Multiple gene abnormalities influence the progress of pancreatic cancer. Until now, several investigators suggested that sample analyses obtained by EUS-FNA are useful not only for diagnosis of pancreatic cancer [28, 29] but also selection of therapeutic strategy even in advanced pancreatic cancer [30]. Thus, the progress of genetic technology may allow tailor-made medicine in patients with pancreatic cancer.

First endoscopic retrograde pancreatography (ERP) was reported by Mucune et al. in 1968 [31]. Since then, ERCP has been used for diagnosis and therapy of pancreatic cancer. Theoretically, pancreatic ductal carcinoma seems to be originated from main or branch pancreatic duct. Thus, it shows morphologic change of pancreatic duct like disruption, stricture, and dilation (Fig. 8.5). ERP enables not only possibility of the presence of pancreatic cancer but also obtaining pathological sampling in the pancreatic duct. If cancer has invasion to the bile duct, resulting obstructive jaundice, ERC shows bile duct stricture and shift of bile duct to the pancreatic side. In general, since biliary stent is placed across the biliary stricture following diagnostic ERCP, sampling by brush cytology and transpapillary biopsy is usually performed before stent placement. However, the most worrisome problem with ERCP is the development of procedure-related complications particularly post-ERCP pancreatitis, though it may not be so many in case of head of pancreatic cancer because of few intact pancreatic duct. Thus, with MRCP development, the use of simple ERCP has considerably decreased only as a diagnostic tool unless therapeutic ERCP like biliary stenting is needed.
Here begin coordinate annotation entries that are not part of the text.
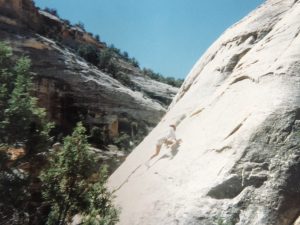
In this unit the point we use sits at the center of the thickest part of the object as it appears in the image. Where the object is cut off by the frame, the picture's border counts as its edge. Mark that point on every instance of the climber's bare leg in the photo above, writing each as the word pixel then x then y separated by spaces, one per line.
pixel 157 150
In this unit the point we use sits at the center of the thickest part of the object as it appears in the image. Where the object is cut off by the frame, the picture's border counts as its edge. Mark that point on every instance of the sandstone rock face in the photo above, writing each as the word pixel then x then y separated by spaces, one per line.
pixel 238 115
pixel 72 89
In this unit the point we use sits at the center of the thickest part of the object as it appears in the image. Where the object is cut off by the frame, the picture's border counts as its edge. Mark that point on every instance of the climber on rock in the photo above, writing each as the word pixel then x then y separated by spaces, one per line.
pixel 168 139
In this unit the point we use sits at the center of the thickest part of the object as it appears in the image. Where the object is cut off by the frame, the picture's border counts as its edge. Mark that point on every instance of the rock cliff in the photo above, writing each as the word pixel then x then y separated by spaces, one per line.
pixel 238 115
pixel 72 89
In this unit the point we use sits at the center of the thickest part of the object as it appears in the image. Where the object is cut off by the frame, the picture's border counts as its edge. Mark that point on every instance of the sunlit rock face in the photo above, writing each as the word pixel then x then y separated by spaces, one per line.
pixel 70 88
pixel 238 115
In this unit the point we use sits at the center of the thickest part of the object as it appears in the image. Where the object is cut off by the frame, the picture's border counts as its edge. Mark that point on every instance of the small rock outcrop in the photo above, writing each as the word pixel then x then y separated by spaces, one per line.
pixel 238 115
pixel 72 89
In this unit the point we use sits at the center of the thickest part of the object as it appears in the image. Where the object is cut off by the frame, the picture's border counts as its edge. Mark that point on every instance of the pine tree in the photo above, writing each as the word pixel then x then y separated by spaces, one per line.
pixel 22 122
pixel 69 187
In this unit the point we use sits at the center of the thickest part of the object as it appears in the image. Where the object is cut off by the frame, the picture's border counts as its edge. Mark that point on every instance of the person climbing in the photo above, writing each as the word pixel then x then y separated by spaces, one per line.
pixel 168 139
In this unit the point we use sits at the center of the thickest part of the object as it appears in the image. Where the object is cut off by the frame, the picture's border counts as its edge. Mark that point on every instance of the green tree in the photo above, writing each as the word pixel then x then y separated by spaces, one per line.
pixel 69 187
pixel 21 120
pixel 22 123
pixel 90 53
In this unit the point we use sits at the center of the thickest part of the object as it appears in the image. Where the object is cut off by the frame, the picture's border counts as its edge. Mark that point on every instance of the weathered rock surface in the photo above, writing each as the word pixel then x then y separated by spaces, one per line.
pixel 238 115
pixel 72 89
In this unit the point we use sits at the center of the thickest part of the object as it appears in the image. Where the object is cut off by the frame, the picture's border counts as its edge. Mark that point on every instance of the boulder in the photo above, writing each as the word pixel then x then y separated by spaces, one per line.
pixel 238 115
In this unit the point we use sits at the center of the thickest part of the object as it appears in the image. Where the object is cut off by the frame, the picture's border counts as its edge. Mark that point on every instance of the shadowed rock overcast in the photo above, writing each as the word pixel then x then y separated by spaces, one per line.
pixel 167 36
pixel 238 115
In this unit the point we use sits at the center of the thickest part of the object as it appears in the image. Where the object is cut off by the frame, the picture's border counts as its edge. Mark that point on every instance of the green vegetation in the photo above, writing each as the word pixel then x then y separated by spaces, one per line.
pixel 158 77
pixel 51 11
pixel 23 129
pixel 22 122
pixel 71 182
pixel 90 53
pixel 69 187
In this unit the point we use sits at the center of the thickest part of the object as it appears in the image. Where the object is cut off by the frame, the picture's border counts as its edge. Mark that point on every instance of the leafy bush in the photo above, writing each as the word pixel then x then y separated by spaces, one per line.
pixel 69 188
pixel 21 120
pixel 51 11
pixel 158 77
pixel 22 124
pixel 90 53
pixel 122 141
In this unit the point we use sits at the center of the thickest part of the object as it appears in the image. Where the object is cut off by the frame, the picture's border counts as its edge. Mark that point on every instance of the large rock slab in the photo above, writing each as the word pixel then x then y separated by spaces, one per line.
pixel 238 115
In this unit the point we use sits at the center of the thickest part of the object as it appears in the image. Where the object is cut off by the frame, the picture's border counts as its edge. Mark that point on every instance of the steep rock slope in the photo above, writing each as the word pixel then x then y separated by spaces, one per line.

Recently, one worrisome paper described that cytodiagnosis of pancreatic juice may be useful in the diagnosis of pancreatic carcinoma in situ [32]. However, such kind of invasive diagnostic ERCP should be performed based on the benefit and harm for the patients. Nevertheless, ERCP may have small potential as a diagnostic modality in combination with EUS. Another interesting study showed that the ERCP and EUS combination was associated with a high diagnostic value for detecting pancreatic neoplasms compared with ERCP or EUS alone for pancreatic solid lesions [33].

Intraductal ultrasonography (IDUS) had been performed more than one decade ago for diagnosis of pancreatobiliary strictures. However, catheter mostly cannot pass the stricture and provide additional information compared with conventional EUS.